Posted by: Jonathan Ehrich | June 19, 2006 03:43 PM

For Dennis:

I see what you mean by plant sources: aspirin comes from primroses, morphine from poppies, quinine from cinchona bark and digoxin from digitales (there are others, but these are by far the most popular). However, all these drugs came into use at the turn of the century, when synthetic chemistry was not very efficient; since then, they have been replaced. The case of quinine is exemplary: it has been replaced by quinacrine, which works pretty much the same way (plus jaundice as a side effect) but is patented. Now that its patents have expired, even quinacrine is falling out of fashion: in order to cure spongiform encephalitis, a wasting brain disease, pharm companies are launching chloropromazine, which is a brain-wasting drug itself, on top of being far less efficient.
A vast amount of non-rainforest plants which were used with much success against various diseases in the past are not the subject of any serious research and have, sadly, become the domain of quacks and freaks.
As for the good will of single scientists, you see more of that than one would imagine, but the costs of pharmaceutical research are enormous, and hardly anyone can think of carrying it out without some form of support. Unfortunately, pharmaceutical companies have somebody on their payroll in pretty much every public and private laboratory, and this gives them enough power to either appropriate or interrupt the development of any product before it gets on the shelves.

For Jonathan:
I do agree with you for aspirin; then again, those were the days, and chemists actually tried (at times) to improve the lot of humanity; I do not agree for heroin: all opiates break up in the body to the same molecule, and the only difference between morphine and most of its cousins (heroin included), if any, is pharmacokinetics.

Posted by: Dr. X | June 19, 2006 04:23 PM

Beyond the need to cure illnesses, there is a kernel of pure discovery and scientific wonder waiting for us in shrinking wildernesses. There is immeasurable value in knowledge alone. One cannot wipe out entire fields of inquiry in physics or mathematics by driving fundamental particles or topologies to extinction but this is eminently achievable in biology or chemistry. This is a profound epistemelogical tragedy that awaits us.

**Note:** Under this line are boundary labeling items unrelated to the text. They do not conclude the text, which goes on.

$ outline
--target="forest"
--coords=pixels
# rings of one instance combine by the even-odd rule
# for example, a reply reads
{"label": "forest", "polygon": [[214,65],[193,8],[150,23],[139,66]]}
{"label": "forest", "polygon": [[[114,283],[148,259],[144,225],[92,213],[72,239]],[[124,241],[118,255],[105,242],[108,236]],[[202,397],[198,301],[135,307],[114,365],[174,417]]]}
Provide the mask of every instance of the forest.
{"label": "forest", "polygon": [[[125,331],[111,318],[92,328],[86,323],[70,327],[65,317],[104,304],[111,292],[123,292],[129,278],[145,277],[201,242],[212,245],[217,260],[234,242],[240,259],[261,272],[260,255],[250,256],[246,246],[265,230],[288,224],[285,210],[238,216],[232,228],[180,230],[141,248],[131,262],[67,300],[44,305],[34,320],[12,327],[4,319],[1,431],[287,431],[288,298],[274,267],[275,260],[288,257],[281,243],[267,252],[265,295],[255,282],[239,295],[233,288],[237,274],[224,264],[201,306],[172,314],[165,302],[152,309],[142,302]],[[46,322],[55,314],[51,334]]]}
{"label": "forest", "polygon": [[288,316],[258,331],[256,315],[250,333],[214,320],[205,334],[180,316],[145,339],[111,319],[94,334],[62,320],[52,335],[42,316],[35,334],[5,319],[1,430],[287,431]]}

A few weeks of 'introduction to medicinal chemistry' really hammered home the fact that my fantasy world of altruistic pharmacology died long before my parents were even born. Has the industry really reached this point where inventing new illnesses and extending drug patents by finding new uses is considered legitimate science? You are absolutely correct. Pharmaceutical companies cannot be relied upon to do a damned thing.

The brevity of my first comment may have created the impression that my sentiment was sorrow that we would miss out on a better antihistamine as a result of the rape of the planet. Not too fussed on the antihistamines. But the sentiment 'We destroyed an entire science and an entire world, but made some nice furniture' really does keep me up at night. It's making money by burning books, by burning beauty.